Er war einer der wichtigsten Künstler der deutschen Nachkriegszeit: Bernard Schultze, der am Donnerstag in Köln, wo er seit fast 40 Jahren lebte, im Alter von 89 Jahren gestorben ist. Nach Auskunft seiner Familie erlag er einer Lungenentzündung. Der gebürtige Westpreuße gehörte – wie auch der 1999 gestorbene Hagener Emil Schumacher – zu den Wegbereitern der deutschen Nachkriegs-Abstraktion.
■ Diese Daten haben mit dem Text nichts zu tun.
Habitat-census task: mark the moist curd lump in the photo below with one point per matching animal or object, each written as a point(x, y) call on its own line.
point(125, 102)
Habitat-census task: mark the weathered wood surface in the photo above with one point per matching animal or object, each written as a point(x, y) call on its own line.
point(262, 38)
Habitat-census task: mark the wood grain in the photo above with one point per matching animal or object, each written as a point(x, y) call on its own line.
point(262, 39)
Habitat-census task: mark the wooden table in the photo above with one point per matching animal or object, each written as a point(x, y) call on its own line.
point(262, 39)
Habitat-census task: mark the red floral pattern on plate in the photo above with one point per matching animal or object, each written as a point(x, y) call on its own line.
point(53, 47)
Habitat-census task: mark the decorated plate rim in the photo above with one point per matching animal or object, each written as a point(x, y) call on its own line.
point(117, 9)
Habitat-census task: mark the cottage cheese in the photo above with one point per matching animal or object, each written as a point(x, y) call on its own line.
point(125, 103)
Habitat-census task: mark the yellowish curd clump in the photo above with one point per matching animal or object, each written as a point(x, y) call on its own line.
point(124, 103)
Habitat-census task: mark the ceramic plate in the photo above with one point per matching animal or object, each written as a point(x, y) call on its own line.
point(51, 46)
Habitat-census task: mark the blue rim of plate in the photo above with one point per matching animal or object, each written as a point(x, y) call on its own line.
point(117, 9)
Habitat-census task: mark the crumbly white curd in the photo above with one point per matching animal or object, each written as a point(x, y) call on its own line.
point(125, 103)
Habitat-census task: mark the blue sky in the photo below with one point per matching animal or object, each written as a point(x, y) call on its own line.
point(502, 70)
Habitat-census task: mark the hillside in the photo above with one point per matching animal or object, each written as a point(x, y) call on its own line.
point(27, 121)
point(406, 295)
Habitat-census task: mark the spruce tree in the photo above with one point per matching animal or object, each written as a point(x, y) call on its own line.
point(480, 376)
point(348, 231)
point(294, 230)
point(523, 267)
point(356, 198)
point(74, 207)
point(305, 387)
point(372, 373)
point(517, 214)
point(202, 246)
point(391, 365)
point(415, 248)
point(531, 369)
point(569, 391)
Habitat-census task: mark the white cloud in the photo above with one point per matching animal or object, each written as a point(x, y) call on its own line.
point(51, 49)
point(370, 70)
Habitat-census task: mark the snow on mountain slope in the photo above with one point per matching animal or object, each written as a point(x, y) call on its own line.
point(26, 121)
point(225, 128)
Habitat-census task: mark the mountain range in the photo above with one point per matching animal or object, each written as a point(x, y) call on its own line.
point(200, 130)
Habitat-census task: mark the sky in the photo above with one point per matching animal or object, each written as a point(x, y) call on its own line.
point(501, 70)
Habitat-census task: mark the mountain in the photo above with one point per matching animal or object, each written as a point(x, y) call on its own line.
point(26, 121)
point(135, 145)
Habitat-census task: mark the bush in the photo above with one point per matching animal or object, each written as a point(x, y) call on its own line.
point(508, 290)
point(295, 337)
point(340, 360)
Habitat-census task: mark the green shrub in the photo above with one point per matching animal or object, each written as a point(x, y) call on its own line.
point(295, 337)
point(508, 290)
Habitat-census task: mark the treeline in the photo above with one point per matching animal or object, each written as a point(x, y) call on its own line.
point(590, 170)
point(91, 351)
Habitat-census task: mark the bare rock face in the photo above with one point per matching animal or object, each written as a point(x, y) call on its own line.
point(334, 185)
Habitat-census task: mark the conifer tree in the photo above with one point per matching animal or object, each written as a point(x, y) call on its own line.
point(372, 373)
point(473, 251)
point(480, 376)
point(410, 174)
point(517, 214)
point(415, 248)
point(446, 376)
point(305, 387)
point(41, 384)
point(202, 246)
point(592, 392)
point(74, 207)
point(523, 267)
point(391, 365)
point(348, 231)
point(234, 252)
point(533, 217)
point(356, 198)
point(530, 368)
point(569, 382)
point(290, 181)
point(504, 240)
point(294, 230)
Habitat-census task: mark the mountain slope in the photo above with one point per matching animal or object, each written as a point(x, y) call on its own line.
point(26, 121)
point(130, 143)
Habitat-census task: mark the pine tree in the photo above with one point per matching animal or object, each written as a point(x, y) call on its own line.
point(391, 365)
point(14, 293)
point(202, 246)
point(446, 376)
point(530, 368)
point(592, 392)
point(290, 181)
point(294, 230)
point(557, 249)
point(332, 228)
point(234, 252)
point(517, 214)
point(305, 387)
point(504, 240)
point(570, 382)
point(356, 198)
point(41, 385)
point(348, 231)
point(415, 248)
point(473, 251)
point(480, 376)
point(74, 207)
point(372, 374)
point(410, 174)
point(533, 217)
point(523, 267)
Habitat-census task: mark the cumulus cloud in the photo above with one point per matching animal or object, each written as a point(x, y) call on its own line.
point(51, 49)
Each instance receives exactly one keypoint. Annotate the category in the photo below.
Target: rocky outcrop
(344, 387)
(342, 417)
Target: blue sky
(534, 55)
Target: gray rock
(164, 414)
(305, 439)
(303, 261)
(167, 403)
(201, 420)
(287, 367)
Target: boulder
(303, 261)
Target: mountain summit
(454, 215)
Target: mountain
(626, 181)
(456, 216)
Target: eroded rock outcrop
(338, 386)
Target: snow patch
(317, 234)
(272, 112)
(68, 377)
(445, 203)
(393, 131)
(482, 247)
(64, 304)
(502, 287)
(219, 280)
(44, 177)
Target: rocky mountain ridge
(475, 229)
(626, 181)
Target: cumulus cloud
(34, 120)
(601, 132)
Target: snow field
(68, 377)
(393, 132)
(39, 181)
Nach dem Studium an den Akademien in Berlin und Düsseldorf, seiner Kriegsbekanntschaft mit dem Expressionisten Erich Heckel und einer surrealen Werkphase schuf Schultze seit 1951 seine impulsiv-abstrakten „tachistischen“ Bilder, mit denen er er sich „einen Platz in der Kunstgeschichte“ zu ergattern hoffte, wie er gern ironisch kommentierte. Zu seinen originellsten Schöpfungen, wissen die Kunstexperten der Nachrichtenagenturen zu berichten, gehörten die „Migofs“: wolkige Wesen, teils Pflanze, teils Tier, teils Mensch, die der Künstler aus Draht, Pappe, Kleister und Farben entstehen ließ.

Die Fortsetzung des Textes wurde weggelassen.